# A simple combinatorics problem

To break the long hiatus, I’m going to solve a short combinatorics problem extracted from “A Walk Through Combinatorics”:

Find all positive integers $a < b < c$ such that $\frac{1}{a} + \frac{1}{b} + \frac{1}{c} = 1$.

As $a$ is the smallest of the three integers, we know that $\frac{1}{a}$ will be the bigger of the three fractions. The three fractions must add to one and they must be different, so $\frac{1}{a}$ must be equal to $\frac{1}{2}$. Rewriting the restriction using this newly found knowledge:

$\displaystyle \frac{1}{2} + \frac{1}{b} + \frac{1}{c} = 1$

$\displaystyle \frac{1}{b} + \frac{1}{c} = \frac{1}{2}$.

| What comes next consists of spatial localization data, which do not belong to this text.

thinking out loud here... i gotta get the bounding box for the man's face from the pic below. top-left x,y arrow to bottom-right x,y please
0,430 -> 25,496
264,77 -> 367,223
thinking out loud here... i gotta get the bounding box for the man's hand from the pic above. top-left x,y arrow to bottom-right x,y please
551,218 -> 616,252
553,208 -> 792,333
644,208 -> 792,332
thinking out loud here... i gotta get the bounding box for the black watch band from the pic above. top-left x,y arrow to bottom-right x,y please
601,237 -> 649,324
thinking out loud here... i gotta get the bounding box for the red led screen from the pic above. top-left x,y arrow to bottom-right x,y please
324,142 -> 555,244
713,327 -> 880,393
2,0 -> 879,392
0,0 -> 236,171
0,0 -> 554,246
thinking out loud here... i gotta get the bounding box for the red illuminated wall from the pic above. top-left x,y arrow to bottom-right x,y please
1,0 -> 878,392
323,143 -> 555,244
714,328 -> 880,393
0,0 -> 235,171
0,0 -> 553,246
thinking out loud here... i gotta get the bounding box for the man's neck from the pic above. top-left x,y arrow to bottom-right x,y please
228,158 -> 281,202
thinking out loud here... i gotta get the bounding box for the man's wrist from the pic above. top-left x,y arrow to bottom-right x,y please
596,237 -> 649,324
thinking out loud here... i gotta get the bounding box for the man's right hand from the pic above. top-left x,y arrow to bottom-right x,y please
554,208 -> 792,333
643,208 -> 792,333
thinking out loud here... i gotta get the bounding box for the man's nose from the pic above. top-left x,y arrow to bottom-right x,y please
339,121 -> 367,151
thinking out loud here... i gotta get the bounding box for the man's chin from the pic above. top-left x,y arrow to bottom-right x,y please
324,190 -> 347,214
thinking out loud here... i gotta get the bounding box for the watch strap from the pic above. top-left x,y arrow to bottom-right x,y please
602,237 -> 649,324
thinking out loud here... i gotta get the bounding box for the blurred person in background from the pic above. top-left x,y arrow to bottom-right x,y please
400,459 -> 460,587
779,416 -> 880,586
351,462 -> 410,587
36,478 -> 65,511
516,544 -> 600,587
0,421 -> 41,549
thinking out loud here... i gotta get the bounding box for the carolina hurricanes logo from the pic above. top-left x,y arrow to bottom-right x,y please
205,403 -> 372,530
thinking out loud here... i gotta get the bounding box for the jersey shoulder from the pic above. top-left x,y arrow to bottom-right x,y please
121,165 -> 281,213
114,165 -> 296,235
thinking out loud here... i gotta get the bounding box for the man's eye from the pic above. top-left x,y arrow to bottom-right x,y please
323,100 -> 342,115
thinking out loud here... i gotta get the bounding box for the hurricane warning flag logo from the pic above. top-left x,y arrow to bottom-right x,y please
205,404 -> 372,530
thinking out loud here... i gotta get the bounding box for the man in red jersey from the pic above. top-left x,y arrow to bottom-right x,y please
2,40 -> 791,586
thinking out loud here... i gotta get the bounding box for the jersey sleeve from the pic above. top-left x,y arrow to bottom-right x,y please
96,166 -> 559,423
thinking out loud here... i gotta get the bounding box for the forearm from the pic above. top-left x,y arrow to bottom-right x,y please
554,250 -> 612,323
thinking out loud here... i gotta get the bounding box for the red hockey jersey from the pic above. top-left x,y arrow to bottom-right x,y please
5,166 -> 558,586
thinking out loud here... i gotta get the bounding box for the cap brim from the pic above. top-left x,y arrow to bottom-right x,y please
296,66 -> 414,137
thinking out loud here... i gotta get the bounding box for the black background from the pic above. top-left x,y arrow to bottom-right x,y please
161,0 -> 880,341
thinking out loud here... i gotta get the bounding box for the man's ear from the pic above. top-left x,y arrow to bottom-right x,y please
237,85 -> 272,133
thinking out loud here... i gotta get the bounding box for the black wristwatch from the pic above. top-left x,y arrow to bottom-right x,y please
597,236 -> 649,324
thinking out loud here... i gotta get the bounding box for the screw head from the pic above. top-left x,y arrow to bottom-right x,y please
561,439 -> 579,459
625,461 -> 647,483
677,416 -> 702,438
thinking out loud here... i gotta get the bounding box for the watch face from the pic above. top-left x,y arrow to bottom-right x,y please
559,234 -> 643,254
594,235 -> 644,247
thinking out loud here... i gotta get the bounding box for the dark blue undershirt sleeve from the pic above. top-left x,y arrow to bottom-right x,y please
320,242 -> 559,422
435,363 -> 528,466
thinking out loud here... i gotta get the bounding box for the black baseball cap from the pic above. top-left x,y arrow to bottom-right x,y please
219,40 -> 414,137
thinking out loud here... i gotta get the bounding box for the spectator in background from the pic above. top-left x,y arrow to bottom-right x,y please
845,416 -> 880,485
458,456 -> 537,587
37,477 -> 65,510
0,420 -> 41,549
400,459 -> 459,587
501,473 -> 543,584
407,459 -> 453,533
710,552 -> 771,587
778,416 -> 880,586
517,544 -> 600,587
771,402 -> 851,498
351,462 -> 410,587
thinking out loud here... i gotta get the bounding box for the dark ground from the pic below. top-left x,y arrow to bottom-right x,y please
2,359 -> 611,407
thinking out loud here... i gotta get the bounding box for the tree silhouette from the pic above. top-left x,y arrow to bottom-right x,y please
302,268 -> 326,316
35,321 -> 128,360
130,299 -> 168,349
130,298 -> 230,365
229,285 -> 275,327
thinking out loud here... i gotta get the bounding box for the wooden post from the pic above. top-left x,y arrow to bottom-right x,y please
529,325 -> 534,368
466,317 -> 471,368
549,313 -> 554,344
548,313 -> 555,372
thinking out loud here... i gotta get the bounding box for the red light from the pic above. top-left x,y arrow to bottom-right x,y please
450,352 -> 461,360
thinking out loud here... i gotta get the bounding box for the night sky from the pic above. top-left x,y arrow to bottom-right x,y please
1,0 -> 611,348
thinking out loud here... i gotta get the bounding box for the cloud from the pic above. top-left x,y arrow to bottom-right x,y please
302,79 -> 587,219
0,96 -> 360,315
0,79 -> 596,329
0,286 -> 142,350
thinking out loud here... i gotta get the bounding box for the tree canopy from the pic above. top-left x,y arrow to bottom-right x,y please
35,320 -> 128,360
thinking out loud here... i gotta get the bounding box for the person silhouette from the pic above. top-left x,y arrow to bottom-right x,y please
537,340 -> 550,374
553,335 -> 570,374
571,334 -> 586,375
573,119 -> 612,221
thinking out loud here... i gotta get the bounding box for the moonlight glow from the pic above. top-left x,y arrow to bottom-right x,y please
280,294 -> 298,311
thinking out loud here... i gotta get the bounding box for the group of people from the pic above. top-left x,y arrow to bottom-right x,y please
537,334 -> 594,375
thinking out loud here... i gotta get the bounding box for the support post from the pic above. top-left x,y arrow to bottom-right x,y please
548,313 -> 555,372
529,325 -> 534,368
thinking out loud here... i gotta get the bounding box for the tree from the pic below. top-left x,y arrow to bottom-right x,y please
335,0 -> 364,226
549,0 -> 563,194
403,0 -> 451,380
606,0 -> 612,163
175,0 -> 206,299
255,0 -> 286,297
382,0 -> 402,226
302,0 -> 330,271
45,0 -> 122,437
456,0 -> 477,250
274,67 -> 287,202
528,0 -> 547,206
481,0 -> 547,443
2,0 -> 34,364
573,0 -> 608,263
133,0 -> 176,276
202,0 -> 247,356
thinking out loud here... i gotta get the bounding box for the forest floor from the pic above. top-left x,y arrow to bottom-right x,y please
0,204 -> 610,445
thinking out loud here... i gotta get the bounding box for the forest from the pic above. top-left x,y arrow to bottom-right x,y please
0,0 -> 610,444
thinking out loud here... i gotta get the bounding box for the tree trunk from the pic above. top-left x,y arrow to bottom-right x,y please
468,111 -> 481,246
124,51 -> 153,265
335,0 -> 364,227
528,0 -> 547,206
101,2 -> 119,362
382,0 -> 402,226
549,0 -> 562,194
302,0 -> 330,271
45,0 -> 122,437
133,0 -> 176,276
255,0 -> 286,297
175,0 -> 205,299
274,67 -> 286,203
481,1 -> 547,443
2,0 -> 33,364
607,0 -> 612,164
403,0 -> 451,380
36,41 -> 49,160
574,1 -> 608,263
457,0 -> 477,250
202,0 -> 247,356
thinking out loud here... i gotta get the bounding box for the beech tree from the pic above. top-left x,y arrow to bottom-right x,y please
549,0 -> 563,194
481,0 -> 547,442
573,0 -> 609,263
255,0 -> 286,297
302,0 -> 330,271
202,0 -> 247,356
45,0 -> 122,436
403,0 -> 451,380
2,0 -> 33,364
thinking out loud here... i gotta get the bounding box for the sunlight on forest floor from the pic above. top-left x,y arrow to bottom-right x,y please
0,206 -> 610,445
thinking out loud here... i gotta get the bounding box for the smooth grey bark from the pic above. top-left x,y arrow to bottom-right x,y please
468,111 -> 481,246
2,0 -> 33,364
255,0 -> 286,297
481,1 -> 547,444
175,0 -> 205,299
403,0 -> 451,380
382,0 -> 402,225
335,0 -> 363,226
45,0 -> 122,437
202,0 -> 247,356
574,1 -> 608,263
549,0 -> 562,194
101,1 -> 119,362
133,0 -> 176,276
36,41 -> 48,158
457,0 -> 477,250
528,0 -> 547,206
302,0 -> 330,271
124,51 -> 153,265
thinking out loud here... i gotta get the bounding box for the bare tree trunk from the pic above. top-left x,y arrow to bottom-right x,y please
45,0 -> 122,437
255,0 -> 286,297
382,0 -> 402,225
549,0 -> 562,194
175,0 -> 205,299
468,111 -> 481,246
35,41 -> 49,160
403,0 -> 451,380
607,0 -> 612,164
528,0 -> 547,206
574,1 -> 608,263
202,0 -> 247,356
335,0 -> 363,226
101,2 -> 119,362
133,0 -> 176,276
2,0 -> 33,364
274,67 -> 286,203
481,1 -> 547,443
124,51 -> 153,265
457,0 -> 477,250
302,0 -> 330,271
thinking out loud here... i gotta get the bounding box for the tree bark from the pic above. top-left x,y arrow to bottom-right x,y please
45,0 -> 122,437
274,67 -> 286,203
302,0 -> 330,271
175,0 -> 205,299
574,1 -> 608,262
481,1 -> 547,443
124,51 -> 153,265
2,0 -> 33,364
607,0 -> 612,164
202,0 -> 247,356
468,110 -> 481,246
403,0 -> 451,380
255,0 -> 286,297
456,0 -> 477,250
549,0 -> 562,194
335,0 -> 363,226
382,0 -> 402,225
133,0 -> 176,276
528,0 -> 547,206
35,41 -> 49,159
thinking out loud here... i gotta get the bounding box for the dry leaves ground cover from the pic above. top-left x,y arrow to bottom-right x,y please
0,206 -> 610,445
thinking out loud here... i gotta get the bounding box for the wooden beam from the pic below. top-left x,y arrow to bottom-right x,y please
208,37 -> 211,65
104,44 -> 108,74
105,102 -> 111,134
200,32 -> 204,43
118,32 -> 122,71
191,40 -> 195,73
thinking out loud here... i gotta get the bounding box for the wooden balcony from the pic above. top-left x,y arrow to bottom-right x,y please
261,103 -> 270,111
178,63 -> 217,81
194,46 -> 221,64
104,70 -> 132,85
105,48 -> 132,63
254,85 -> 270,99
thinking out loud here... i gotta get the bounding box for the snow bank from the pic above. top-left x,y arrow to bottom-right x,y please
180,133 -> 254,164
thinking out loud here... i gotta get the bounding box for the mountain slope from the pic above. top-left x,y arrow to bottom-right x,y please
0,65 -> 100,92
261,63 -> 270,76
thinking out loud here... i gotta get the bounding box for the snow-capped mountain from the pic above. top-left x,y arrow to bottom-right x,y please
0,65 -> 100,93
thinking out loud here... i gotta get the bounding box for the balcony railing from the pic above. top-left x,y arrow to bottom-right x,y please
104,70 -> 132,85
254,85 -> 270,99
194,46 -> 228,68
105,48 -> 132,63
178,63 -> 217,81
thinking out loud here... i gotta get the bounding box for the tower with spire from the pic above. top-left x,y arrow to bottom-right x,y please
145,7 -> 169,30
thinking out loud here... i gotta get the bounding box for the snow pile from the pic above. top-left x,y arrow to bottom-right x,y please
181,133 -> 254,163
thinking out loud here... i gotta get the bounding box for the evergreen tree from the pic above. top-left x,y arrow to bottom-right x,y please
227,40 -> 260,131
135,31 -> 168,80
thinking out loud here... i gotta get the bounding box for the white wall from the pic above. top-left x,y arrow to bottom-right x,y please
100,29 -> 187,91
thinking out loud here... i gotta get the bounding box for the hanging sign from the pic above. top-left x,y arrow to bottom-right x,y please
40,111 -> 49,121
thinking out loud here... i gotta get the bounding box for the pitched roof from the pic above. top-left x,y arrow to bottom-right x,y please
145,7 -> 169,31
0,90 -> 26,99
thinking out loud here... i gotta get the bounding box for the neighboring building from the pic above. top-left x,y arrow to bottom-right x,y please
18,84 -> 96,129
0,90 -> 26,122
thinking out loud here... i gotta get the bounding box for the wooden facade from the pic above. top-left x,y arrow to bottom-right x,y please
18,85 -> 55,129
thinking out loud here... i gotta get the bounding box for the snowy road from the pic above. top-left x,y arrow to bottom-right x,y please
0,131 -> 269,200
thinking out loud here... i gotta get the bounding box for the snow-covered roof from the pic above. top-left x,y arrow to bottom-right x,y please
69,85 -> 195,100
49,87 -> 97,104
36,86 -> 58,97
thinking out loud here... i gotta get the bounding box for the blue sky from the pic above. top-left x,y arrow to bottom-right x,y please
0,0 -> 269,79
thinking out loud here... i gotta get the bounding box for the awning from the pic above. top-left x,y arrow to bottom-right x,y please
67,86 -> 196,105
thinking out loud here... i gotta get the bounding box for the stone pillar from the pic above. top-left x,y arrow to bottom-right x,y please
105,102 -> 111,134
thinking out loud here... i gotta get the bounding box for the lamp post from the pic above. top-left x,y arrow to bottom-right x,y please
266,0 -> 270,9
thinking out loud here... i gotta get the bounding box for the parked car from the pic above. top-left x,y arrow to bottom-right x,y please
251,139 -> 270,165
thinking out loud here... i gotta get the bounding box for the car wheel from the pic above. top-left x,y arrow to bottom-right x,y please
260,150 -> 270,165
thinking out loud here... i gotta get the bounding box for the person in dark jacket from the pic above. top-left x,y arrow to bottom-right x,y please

$b$ must be greater than 2, but it cannot be bigger than 3 because, otherwise,

$\displaystyle \frac{1}{b} + \frac{1}{c} \leq \frac{1}{4} + \frac{1}{5} = \frac{9}{20} < \frac{1}{2}$.

Then we have $b = 3$ and

$\displaystyle c = \frac{1}{1 - \frac{1}{2} - \frac{1}{3}} = 6$.